Changing Assessment: How to Design Curriculum for Human Flourishing | UNESCO

2025

Download |

Changing Assessment: How to Design Curriculum for Human Flourishing, de Conrad Hughes, é uma obra que propõe uma crítica profunda aos sistemas tradicionais de avaliação escolar e sugere caminhos para uma reforma centrada no desenvolvimento humano e na valorização das múltiplas competências dos alunos.

A obra começa por identificar o problema central das escolas atuais: a avaliação está excessivamente focada num conceito estreito de inteligência e conhecimento académico, negligenciando a diversidade de talentos e experiências humanas. O autor argumenta que os sistemas de avaliação, sobretudo no final do ensino secundário, são demasiado restritivos, de alto risco e incapazes de reconhecer competências como a criatividade, colaboração e outras qualidades essenciais para o século XXI.

Hughes traça a origem histórica dos modelos de avaliação, mostrando como as práticas atuais derivam de paradigmas do século XIX, nomeadamente dos testes de QI e da distribuição normal (curva de Gauss), que promovem uma visão elitista e hierarquizada das capacidades humanas. Estes modelos foram concebidos para distinguir e classificar, mais do que para promover o desenvolvimento pleno de cada indivíduo.

O autor critica também a organização do tempo escolar e os sistemas de classificação (como a “Carnegie Unit” e os sistemas de notas), argumentando que estes impõem ritmos artificiais ao ensino, desvalorizam o feedback formativo e têm efeitos negativos no bem-estar psicológico dos alunos.
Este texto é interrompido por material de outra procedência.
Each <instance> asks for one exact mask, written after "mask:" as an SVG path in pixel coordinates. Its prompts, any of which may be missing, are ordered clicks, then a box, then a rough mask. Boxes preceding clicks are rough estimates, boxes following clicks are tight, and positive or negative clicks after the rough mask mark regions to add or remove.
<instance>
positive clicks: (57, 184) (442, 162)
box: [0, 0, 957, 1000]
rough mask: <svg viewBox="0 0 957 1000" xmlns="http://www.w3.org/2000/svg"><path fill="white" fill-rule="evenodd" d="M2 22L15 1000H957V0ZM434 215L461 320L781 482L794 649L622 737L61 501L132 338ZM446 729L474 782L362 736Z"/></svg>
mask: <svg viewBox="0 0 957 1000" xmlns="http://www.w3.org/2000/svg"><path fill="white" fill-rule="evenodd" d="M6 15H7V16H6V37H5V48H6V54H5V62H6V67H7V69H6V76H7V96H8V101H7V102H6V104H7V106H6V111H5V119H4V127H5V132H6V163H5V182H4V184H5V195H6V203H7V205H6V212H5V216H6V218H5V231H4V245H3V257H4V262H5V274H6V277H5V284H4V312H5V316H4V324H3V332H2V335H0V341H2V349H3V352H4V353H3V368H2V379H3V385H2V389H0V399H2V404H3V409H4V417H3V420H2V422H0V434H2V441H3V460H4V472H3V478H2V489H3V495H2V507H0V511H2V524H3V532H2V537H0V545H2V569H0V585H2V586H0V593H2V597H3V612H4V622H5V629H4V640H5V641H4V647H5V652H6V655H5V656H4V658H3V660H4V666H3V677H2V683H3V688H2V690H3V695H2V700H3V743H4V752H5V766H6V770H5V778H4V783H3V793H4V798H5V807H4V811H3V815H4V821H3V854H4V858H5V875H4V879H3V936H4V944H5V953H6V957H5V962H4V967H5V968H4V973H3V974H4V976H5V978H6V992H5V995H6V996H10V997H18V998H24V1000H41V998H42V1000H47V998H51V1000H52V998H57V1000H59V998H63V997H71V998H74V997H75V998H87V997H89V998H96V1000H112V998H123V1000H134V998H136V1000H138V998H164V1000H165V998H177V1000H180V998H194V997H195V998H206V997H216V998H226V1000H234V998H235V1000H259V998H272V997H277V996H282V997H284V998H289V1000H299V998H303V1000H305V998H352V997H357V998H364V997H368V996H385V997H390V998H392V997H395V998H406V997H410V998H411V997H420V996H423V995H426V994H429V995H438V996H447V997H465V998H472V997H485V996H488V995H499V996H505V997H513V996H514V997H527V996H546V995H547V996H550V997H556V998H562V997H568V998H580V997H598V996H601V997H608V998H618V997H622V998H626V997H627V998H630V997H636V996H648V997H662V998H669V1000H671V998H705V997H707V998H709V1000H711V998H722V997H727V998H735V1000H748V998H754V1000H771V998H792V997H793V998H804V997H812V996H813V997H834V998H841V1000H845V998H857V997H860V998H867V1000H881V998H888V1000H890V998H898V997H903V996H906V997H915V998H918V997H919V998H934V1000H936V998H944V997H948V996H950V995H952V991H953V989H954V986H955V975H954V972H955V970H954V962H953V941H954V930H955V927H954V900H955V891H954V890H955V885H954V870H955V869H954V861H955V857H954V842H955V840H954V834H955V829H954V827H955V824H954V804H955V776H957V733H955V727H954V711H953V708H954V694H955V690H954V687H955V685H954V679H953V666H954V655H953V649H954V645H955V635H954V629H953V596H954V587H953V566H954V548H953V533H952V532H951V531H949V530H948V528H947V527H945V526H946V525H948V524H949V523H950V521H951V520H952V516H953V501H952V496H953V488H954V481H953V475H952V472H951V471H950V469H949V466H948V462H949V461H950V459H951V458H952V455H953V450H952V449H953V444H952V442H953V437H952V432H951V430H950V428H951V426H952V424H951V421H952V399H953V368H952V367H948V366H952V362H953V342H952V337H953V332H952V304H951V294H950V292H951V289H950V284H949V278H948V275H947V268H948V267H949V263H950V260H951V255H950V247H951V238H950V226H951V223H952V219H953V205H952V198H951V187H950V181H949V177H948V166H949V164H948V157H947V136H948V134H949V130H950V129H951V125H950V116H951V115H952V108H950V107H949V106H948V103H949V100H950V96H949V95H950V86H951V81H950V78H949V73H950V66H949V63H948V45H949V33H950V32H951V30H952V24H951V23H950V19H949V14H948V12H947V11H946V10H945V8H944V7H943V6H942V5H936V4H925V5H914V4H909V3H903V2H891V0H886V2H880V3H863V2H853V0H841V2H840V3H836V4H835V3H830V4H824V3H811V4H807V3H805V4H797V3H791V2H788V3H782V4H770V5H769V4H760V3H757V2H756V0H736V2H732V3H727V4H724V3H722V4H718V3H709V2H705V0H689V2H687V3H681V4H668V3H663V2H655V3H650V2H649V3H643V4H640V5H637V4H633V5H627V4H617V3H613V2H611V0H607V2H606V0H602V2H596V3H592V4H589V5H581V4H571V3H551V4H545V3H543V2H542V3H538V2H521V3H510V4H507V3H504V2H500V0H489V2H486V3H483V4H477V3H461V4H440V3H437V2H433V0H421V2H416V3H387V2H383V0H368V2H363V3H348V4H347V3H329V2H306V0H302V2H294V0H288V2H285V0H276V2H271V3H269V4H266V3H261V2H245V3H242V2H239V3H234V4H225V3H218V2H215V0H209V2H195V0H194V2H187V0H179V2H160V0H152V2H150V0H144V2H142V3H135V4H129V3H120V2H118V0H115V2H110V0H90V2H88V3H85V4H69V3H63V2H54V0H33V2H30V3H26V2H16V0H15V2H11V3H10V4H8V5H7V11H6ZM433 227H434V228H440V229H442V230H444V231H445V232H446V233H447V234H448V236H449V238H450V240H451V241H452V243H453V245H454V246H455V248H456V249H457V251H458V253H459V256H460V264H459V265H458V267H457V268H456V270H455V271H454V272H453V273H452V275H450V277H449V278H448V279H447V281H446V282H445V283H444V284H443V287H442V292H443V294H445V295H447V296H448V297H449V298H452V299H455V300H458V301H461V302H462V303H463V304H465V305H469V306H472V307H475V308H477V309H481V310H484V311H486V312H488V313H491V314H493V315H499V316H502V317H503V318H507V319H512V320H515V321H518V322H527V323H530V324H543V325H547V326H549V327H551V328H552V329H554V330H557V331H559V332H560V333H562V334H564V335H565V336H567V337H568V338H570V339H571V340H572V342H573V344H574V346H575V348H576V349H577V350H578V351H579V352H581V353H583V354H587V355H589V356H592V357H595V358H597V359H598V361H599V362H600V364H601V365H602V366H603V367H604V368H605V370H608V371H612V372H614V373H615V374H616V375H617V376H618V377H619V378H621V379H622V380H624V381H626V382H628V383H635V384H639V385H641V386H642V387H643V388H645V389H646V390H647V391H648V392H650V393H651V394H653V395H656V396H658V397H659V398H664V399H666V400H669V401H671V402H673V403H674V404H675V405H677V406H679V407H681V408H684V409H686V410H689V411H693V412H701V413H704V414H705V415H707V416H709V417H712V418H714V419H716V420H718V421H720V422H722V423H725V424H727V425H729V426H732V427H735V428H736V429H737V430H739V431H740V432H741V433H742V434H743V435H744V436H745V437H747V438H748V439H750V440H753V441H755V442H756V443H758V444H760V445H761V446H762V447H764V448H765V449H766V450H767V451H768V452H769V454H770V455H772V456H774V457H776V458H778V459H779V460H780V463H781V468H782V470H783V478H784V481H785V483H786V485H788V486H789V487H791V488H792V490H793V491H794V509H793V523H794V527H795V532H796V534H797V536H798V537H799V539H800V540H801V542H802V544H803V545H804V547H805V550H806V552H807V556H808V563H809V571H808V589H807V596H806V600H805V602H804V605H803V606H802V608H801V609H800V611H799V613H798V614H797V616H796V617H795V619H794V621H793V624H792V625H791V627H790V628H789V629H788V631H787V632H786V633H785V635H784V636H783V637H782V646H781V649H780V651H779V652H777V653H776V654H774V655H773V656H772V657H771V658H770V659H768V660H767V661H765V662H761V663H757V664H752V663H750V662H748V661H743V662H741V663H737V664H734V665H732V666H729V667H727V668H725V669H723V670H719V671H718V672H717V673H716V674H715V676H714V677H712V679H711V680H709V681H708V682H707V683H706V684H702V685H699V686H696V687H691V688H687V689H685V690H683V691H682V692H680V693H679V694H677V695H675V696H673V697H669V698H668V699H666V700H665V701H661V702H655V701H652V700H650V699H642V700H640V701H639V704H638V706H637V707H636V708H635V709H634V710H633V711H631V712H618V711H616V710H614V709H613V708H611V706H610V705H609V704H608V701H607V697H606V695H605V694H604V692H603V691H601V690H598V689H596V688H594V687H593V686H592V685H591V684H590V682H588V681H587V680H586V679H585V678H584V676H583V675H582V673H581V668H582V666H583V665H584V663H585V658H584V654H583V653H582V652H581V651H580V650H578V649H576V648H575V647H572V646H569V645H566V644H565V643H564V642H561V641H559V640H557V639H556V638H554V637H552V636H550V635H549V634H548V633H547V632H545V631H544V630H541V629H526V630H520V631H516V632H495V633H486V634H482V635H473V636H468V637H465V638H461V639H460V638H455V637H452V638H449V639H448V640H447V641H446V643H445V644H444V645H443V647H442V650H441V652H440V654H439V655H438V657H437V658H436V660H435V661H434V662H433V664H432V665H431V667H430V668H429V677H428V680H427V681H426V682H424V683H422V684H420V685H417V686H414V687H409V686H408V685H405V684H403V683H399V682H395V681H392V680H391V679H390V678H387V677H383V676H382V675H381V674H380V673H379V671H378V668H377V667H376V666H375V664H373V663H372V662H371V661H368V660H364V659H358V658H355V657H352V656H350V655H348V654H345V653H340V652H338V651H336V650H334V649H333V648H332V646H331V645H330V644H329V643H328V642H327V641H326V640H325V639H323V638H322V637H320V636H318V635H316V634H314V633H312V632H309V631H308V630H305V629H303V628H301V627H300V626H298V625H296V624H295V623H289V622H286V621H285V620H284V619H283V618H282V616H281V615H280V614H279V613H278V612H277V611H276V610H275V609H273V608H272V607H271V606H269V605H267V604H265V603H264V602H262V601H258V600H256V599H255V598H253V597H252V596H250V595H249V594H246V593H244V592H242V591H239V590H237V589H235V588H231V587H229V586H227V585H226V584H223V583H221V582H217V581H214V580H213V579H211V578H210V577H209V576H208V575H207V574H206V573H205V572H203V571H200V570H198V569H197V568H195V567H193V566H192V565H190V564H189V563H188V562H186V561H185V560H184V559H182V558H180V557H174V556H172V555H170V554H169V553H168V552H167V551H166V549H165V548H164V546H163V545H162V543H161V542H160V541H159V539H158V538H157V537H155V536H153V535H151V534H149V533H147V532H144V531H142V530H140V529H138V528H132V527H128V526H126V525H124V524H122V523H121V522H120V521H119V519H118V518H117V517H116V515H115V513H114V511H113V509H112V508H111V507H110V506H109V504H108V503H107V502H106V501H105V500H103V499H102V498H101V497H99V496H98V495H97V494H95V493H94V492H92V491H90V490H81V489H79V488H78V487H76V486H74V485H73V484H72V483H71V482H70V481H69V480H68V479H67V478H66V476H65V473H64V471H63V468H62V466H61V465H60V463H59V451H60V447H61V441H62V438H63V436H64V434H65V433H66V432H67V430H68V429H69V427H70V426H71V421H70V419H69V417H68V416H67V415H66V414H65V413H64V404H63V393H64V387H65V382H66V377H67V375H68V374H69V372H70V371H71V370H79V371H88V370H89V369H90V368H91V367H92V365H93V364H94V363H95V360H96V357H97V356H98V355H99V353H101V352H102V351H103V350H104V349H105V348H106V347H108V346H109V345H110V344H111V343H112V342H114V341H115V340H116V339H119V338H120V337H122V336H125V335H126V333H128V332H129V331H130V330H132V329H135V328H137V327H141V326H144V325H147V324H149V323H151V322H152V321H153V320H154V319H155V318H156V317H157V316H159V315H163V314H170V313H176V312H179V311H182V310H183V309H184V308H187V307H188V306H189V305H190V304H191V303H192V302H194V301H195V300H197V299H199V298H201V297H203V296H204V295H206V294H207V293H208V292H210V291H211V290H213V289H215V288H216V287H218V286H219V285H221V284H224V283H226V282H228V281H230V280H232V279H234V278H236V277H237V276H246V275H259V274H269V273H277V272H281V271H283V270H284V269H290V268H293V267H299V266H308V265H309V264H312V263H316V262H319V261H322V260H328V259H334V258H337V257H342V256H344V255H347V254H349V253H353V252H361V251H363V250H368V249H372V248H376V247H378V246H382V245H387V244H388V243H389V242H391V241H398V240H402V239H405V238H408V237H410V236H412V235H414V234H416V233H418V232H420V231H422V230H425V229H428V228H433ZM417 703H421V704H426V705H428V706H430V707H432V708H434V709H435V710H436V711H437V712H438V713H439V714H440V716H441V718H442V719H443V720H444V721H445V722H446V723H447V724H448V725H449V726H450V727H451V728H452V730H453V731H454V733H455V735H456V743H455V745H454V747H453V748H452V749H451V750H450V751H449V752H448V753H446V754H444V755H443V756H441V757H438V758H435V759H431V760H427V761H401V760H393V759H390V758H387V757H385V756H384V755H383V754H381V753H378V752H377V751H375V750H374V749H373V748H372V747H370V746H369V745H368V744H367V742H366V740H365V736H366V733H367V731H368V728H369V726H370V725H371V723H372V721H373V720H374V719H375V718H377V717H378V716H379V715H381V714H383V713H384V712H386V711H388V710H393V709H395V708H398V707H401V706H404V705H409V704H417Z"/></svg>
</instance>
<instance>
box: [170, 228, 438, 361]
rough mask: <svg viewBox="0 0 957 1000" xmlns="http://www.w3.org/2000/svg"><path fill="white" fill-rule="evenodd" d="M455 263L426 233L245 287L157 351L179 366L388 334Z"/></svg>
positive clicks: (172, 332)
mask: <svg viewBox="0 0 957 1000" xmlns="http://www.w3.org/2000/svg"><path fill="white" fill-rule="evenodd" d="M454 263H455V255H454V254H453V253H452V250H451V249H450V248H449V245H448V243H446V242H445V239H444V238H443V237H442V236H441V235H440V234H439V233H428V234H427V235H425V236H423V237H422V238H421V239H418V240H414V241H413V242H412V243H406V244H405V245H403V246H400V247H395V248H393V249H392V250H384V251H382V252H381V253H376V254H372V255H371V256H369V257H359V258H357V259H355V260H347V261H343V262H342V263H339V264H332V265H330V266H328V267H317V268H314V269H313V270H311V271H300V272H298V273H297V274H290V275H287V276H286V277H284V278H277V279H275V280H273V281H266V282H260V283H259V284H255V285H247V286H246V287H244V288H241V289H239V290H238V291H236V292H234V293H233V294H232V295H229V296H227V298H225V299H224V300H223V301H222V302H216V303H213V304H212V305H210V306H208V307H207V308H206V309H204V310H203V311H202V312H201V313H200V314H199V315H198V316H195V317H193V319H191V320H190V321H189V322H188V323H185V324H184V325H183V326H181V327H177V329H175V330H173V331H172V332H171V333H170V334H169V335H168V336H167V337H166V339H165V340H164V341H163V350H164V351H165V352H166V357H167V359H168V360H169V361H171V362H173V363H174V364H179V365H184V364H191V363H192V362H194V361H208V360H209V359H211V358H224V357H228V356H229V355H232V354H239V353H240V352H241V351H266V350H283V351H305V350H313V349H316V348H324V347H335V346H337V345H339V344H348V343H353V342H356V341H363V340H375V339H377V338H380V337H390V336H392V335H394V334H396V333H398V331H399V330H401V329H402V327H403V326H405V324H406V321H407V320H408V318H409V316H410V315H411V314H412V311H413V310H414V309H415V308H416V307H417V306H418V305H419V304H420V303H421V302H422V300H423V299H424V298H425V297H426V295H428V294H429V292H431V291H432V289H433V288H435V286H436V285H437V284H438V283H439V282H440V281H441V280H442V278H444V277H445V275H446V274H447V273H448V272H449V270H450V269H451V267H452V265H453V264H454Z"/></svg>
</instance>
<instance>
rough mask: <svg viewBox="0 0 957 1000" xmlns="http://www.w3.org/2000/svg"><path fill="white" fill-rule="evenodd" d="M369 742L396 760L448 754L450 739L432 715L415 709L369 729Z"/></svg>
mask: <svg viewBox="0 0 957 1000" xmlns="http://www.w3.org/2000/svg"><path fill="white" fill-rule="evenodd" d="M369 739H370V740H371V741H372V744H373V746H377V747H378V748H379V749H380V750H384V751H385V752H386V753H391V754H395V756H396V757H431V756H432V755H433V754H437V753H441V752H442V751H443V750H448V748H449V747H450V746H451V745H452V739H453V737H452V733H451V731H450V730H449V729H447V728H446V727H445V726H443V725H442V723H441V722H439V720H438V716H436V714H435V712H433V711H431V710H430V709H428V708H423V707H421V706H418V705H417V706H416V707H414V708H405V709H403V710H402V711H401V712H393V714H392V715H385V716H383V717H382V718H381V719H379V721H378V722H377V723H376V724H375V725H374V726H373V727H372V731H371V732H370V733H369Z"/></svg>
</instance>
O sistema de notas, por exemplo, é apontado como fonte de ansiedade, perda de autoestima e desmotivação, sem contribuir de forma significativa para a aprendizagem.

A obra analisa ainda o impacto dos testes padronizados em larga escala (como PISA, TIMSS, etc.), que, apesar de permitirem comparações internacionais, reduzem o currículo a áreas facilmente mensuráveis e perpetuam desigualdades, excluindo competências relevantes e contextos culturais diversos. Hughes destaca como a centralização curricular e a hegemonia cultural dos sistemas de avaliação prejudicam alunos de contextos minoritários ou periféricos, reforçando divisões sociais e económicas.

capítulo dedicado à pandemia de Covid-19 mostra como a crise expôs a fragilidade dos sistemas de avaliação tradicionais, levando à suspensão de exames e à adoção de alternativas improvisadas, muitas vezes injustas. Apesar da oportunidade para repensar o modelo, a maioria das escolas e sistemas rapidamente regressou ao paradigma anterior, desperdiçando a ocasião para uma mudança estrutural.

Hughes apresenta, ao longo do livro, modelos alternativos de avaliação já implementados em algumas escolas e países: aprendizagem baseada em projetos, credenciais digitais, portfólios, entrevistas, declarações pessoais e valorização de competências extracurriculares. Defende que a avaliação deve ser mais flexível, formativa e centrada no desenvolvimento de competências para a cidadania, o trabalho e a realização pessoal.

A obra conclui com um estudo de caso sobre o trabalho desenvolvido na International School of Geneva e pela UNESCO IBE, que exemplifica uma abordagem mais holística, inclusiva e orientada para o florescimento humano, servindo de modelo para reformas futuras.

Em síntese, “Changing Assessment” propõe uma transformação profunda dos sistemas de avaliação escolar, desafiando o paradigma meritocrático e tecnocrático vigente, e defendendo uma educação que reconheça e celebre a pluralidade de talentos, promovendo uma sociedade mais equitativa, criativa e humana.